Morrison Todd, Carender Chris, Kilbane Brendan, Liu Raymond W
Orthopedics. 2017 Sep 1;40(5):288-294. doi: 10.3928/01477447-20170824-01. Epub 2017 Sep 7.
Effective treatment of pediatric both bone forearm fractures consists of timely restoration of anatomic alignment with manipulation and immobilization, often accomplished with the aid of procedural sedation in the emergency department setting. The current lack of consensus regarding a safe and optimal regimen may result in inadequate sedation, compromised quality of reduction, or patient harm. The current study was conducted to answer the following questions for pediatric both bone forearm fractures treated with closed reduction with either ketamine or propofol procedural sedation: (1) Is there a difference in the rate of unacceptable alignment 4 weeks after reduction? (2) Is there a difference in the rates of major sedation-related complications? Medical records, data on procedural sedation, and radiographs of 74 skeletally immature patients with diaphyseal or distal metaphyseal both bone forearm fractures treated with manipulation were reviewed (ketamine sedation, 26; propofol sedation, 48). Rates of unacceptable alignment for the 2 cohorts were similar both immediately after reduction and at 4 weeks. Rates of complications of procedural sedation did not differ between cohorts. The duration of procedural sedation was longer and the padding index was greater with ketamine. Malalignment after reduction was more likely in older patients and those with a higher padding index. Although no difference was found in the rates of malalignment or sedation-related complications between fractures reduced with ketamine or propofol sedation, the sedation regimens differ in both procedural duration and padding index. Careful consideration of the risks and benefits of procedural sedation for closed reduction of pediatric forearm fractures is warranted. [Orthopedics. 2017; 40(5):288-294.].

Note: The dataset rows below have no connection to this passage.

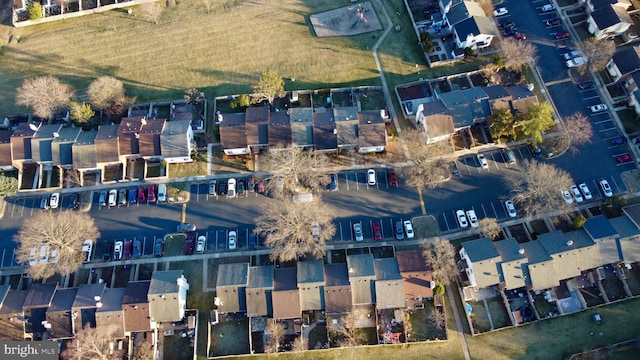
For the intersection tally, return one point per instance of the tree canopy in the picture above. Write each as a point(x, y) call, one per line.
point(61, 231)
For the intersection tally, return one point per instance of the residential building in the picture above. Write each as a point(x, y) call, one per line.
point(167, 296)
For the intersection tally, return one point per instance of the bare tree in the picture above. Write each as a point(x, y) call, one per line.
point(430, 166)
point(297, 167)
point(536, 189)
point(269, 86)
point(59, 232)
point(489, 227)
point(440, 255)
point(93, 344)
point(44, 94)
point(107, 93)
point(517, 54)
point(300, 344)
point(296, 228)
point(275, 331)
point(151, 11)
point(578, 130)
point(346, 329)
point(598, 53)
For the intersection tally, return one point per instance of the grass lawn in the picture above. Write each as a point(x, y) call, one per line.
point(559, 337)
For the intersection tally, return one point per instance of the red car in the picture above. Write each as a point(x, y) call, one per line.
point(393, 178)
point(128, 247)
point(621, 159)
point(377, 231)
point(152, 193)
point(141, 197)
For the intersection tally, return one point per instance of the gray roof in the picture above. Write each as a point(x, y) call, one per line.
point(599, 227)
point(387, 269)
point(164, 282)
point(480, 249)
point(39, 295)
point(235, 274)
point(310, 272)
point(86, 296)
point(361, 265)
point(336, 274)
point(260, 277)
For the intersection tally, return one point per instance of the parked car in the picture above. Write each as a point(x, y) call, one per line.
point(585, 191)
point(393, 178)
point(128, 249)
point(201, 244)
point(186, 228)
point(511, 209)
point(357, 232)
point(113, 197)
point(624, 158)
point(399, 230)
point(189, 245)
point(231, 189)
point(117, 250)
point(137, 248)
point(483, 161)
point(133, 195)
point(371, 177)
point(473, 219)
point(54, 200)
point(377, 231)
point(212, 187)
point(151, 194)
point(567, 196)
point(333, 182)
point(576, 194)
point(606, 188)
point(232, 240)
point(618, 140)
point(408, 229)
point(462, 219)
point(500, 11)
point(598, 108)
point(87, 250)
point(158, 247)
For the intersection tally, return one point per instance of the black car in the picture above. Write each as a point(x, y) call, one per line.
point(222, 187)
point(158, 247)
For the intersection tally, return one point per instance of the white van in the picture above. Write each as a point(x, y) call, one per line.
point(162, 193)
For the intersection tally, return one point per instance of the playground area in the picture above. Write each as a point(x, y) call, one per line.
point(346, 21)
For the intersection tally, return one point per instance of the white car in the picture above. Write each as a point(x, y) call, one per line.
point(201, 244)
point(483, 161)
point(232, 240)
point(511, 210)
point(113, 197)
point(462, 219)
point(408, 228)
point(585, 191)
point(575, 62)
point(473, 219)
point(594, 109)
point(33, 257)
point(606, 188)
point(357, 232)
point(500, 11)
point(371, 177)
point(567, 197)
point(87, 247)
point(231, 188)
point(54, 200)
point(576, 194)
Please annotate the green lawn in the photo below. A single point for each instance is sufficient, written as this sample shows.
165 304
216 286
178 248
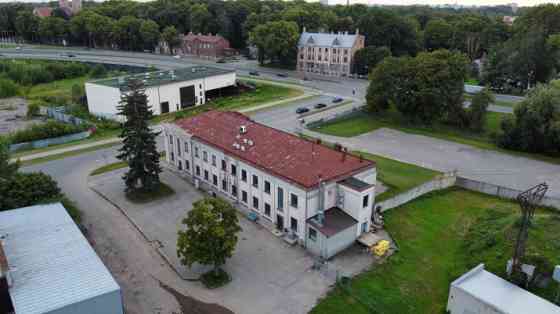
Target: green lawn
363 122
109 167
398 176
441 236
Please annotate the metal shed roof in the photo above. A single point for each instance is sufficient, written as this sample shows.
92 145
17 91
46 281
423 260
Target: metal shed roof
51 263
158 78
501 294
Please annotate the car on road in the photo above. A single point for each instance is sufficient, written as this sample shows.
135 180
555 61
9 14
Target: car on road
320 105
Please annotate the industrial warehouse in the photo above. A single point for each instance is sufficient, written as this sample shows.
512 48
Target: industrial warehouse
167 91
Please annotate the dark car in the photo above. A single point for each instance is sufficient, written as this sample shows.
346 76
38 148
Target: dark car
320 105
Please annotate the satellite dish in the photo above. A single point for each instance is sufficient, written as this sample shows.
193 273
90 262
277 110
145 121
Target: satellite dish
556 274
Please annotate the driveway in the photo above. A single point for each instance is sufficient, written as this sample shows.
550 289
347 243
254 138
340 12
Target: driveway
269 276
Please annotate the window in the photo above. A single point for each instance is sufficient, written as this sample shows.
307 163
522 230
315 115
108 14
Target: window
293 200
312 234
280 198
365 201
267 209
293 224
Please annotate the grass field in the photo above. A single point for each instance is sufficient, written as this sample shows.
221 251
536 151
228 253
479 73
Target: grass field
441 236
364 122
398 176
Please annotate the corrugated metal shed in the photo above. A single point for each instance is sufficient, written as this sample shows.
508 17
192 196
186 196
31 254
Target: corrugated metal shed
497 295
51 263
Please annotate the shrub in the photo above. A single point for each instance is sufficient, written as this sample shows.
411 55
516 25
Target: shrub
8 88
26 189
50 129
33 109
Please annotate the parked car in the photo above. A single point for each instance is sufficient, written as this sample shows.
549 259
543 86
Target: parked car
320 105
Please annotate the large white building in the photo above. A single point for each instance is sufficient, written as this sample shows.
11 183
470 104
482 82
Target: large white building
48 266
167 91
481 292
321 196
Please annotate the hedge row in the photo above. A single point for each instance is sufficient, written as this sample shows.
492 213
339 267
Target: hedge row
50 129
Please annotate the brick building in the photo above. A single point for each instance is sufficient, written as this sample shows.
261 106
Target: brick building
330 54
206 46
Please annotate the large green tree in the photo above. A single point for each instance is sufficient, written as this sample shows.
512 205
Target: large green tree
139 149
211 232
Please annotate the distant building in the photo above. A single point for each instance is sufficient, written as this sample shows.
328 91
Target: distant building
206 46
167 91
319 197
330 54
69 9
48 266
481 292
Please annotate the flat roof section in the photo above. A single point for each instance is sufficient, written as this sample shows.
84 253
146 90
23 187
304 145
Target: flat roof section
50 262
336 220
158 78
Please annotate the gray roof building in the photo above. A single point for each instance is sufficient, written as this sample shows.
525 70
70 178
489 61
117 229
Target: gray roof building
481 292
51 268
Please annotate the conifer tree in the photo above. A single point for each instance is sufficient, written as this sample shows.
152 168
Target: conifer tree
139 141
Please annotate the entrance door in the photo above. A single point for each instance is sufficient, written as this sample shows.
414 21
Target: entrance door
280 222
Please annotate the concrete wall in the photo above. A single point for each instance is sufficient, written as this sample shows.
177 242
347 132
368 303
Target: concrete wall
441 182
110 303
500 191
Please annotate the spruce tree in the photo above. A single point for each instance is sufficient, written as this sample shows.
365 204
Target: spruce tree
139 141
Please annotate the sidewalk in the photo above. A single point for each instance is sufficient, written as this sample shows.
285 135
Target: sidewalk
68 149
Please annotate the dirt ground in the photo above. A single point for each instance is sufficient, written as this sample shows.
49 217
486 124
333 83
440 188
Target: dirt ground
13 115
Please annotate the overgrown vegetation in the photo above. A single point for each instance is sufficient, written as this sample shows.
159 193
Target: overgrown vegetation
440 237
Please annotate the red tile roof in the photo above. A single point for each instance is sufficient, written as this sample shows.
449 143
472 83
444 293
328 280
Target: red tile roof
276 152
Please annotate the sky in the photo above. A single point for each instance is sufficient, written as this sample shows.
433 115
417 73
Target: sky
408 2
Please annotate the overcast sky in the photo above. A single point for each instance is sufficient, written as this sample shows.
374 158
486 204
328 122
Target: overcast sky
407 2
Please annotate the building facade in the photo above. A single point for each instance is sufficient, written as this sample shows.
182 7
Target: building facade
322 198
330 54
206 46
167 91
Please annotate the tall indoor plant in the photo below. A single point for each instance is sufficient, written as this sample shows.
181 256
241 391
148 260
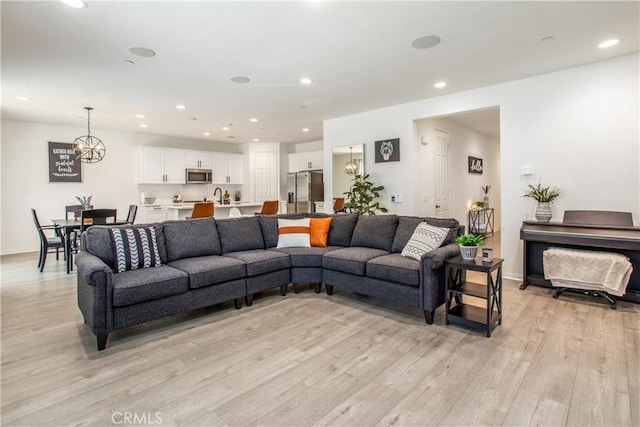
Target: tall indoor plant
544 196
363 196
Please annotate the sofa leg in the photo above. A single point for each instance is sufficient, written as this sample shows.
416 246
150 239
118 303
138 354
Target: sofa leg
249 300
428 316
102 341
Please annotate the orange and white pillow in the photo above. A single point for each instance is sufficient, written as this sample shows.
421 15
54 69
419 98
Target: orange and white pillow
294 233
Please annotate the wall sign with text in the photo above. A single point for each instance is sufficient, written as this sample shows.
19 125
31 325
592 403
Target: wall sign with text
475 165
63 165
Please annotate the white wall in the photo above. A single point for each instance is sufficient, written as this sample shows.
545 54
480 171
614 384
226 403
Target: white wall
578 127
464 188
112 182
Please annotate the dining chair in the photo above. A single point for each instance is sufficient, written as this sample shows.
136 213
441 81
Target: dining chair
47 242
131 216
269 207
91 217
202 210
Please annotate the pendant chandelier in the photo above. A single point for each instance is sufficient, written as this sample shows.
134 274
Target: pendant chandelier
351 167
89 149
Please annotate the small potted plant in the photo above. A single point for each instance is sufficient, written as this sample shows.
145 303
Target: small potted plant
469 245
544 196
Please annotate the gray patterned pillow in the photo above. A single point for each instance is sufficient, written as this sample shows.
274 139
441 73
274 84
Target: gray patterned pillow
135 248
425 238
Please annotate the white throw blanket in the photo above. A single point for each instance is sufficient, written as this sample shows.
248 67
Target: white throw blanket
598 271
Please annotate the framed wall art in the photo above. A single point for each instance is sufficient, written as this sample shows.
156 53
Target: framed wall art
475 165
387 150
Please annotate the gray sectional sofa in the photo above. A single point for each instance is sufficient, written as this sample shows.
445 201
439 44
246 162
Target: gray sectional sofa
208 261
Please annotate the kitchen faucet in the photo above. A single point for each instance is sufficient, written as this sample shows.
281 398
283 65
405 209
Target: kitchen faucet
216 190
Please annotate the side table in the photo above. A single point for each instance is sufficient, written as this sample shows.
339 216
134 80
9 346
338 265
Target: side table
456 311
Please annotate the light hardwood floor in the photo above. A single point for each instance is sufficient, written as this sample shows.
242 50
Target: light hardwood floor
312 359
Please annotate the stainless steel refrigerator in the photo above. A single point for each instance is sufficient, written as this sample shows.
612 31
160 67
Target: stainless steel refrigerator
303 189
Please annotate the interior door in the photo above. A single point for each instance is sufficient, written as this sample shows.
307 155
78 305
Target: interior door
441 166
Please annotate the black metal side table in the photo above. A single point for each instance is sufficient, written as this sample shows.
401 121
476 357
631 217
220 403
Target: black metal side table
456 311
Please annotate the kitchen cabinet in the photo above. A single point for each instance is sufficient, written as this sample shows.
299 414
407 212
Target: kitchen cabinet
306 160
197 159
162 166
228 168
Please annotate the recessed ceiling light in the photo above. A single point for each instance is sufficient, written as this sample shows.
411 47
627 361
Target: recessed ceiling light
240 79
609 43
78 4
425 42
145 52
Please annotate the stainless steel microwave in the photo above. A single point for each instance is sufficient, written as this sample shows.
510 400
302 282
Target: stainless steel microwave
199 176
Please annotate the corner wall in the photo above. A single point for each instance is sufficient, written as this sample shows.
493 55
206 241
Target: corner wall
578 127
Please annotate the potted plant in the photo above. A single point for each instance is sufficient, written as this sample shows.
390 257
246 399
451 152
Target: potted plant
469 245
544 196
363 196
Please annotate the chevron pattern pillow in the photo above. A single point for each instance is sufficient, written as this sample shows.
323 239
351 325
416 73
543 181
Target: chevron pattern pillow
135 248
424 239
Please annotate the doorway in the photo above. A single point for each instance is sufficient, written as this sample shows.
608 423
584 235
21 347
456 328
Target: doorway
447 182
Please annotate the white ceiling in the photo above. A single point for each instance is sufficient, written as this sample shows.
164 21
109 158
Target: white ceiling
359 55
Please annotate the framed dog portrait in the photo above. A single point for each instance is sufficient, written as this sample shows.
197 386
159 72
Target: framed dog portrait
388 150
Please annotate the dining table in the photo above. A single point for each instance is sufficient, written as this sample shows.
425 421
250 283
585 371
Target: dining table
69 226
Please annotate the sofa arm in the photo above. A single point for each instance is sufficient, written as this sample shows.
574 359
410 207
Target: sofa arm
95 292
435 259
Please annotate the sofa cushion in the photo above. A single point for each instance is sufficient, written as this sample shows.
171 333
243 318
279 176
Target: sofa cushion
136 286
97 241
294 233
341 229
261 261
425 239
186 239
320 231
269 227
351 260
395 268
135 248
306 257
209 270
408 224
240 234
375 231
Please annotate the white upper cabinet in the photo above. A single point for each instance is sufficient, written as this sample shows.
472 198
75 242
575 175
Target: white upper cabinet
197 159
227 168
306 160
162 166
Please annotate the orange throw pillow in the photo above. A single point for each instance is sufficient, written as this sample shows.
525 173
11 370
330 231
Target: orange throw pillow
320 231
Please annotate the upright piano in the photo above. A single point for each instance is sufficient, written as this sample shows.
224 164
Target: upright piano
603 231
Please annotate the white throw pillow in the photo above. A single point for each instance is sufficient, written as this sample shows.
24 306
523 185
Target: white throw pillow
294 233
424 239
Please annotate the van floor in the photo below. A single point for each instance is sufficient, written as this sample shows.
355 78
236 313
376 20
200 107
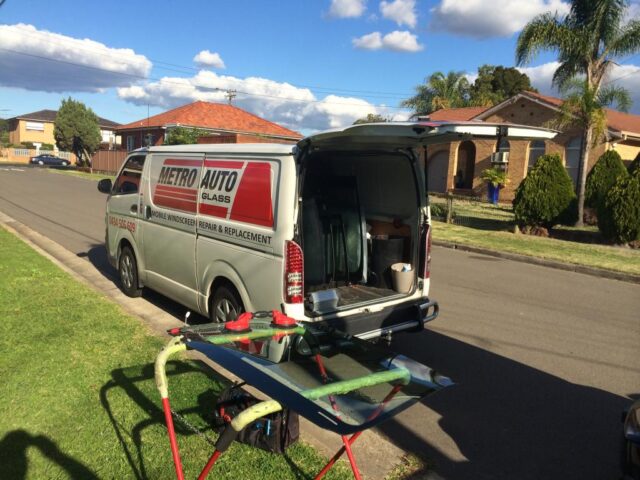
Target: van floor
350 294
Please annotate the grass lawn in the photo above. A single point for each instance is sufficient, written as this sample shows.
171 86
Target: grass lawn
78 395
75 173
601 256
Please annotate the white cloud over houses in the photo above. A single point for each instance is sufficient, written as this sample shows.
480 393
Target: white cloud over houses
40 60
398 41
347 8
293 107
403 12
205 58
482 19
626 76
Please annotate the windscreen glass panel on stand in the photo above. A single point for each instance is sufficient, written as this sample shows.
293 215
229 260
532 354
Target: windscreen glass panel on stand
336 381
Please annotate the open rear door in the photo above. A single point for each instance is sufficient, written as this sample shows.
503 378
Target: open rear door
408 134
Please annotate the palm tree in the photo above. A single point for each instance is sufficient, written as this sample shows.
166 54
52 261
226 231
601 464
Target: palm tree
587 40
440 91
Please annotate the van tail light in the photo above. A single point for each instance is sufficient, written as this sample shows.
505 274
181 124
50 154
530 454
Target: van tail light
293 273
425 251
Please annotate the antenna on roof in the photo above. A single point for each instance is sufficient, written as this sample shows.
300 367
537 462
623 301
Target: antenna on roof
231 94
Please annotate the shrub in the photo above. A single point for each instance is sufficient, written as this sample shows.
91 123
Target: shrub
602 177
619 212
546 196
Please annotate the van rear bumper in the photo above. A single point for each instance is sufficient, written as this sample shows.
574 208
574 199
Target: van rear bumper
410 316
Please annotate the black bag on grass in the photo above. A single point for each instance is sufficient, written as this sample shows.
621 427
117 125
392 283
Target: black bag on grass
273 433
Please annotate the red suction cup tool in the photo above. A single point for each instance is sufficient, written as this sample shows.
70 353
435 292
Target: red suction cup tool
240 324
280 320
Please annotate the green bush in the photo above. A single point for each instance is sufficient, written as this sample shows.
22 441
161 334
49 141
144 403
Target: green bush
602 177
546 196
619 212
635 165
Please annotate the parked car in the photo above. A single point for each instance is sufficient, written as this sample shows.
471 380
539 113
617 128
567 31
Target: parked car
631 443
49 160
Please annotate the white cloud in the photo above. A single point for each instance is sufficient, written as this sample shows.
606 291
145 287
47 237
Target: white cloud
208 59
35 59
370 41
498 18
293 107
347 8
398 41
626 76
403 12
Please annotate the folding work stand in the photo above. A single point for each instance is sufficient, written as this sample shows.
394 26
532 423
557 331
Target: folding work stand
281 358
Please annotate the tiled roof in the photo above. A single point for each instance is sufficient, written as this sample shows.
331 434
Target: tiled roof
455 114
616 120
50 116
213 116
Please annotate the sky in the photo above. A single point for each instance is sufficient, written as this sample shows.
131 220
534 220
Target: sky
306 64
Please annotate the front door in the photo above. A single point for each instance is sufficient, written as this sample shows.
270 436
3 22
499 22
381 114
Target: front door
169 225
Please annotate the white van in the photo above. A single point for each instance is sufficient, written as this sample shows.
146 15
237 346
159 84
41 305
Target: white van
312 229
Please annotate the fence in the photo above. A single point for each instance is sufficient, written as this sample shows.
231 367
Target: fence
108 161
475 212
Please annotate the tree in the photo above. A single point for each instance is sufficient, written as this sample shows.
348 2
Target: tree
495 84
602 177
183 136
372 118
587 40
545 197
76 129
440 91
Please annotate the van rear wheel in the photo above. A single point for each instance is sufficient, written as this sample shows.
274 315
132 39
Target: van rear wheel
128 270
226 305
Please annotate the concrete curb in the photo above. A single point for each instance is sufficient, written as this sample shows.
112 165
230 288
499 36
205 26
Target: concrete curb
596 272
372 465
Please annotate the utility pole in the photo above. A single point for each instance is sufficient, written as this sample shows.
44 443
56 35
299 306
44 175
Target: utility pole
231 94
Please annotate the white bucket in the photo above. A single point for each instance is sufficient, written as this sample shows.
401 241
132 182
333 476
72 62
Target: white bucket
402 281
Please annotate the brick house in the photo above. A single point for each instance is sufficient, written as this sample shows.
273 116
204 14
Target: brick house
37 128
218 120
457 166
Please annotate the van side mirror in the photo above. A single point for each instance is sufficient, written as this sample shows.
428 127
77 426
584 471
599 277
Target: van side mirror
105 185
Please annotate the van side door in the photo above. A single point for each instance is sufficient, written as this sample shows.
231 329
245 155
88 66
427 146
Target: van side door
169 225
124 204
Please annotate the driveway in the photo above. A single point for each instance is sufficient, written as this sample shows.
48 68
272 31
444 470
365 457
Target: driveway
544 360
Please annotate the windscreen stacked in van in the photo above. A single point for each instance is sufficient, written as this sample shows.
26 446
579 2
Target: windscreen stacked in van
359 214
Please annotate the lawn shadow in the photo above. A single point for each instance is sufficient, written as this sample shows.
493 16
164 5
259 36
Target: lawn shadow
509 420
131 381
15 465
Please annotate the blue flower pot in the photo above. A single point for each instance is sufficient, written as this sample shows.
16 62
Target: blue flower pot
493 193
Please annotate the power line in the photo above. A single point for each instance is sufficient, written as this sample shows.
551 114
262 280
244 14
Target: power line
201 87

小儿双侧尺桡骨骨折的有效治疗包括通过手法复位和固定及时恢复解剖对位,这通常在急诊科借助程序性镇静来完成。目前对于安全且最佳方案缺乏共识,可能导致镇静不足、复位质量受损或对患者造成伤害。本研究旨在回答以下关于采用氯胺酮或丙泊酚程序性镇静进行闭合复位治疗的小儿双侧尺桡骨骨折的问题:(1)复位后4周时,不可接受对位率是否存在差异?(2)主要镇静相关并发症的发生率是否存在差异?回顾了74例骨骼未成熟、因双侧尺桡骨干或远端干骺端骨折接受手法复位治疗患者的病历、程序性镇静数据及X线片(氯胺酮镇静组26例;丙泊酚镇静组48例)。两组在复位后即刻及4周时不可接受对位率相似。两组程序性镇静并发症发生率无差异。氯胺酮组程序性镇静持续时间更长,衬垫指数更高。年龄较大患者及衬垫指数较高者复位后更易出现对位不良。尽管采用氯胺酮或丙泊酚镇静复位的骨折在对位不良或镇静相关并发症发生率上未发现差异,但两种镇静方案在操作持续时间和衬垫指数方面有所不同。对于小儿前臂骨折闭合复位的程序性镇静,有必要仔细权衡其风险和益处。[《骨科学》。2017年;40(5):288 - 294。]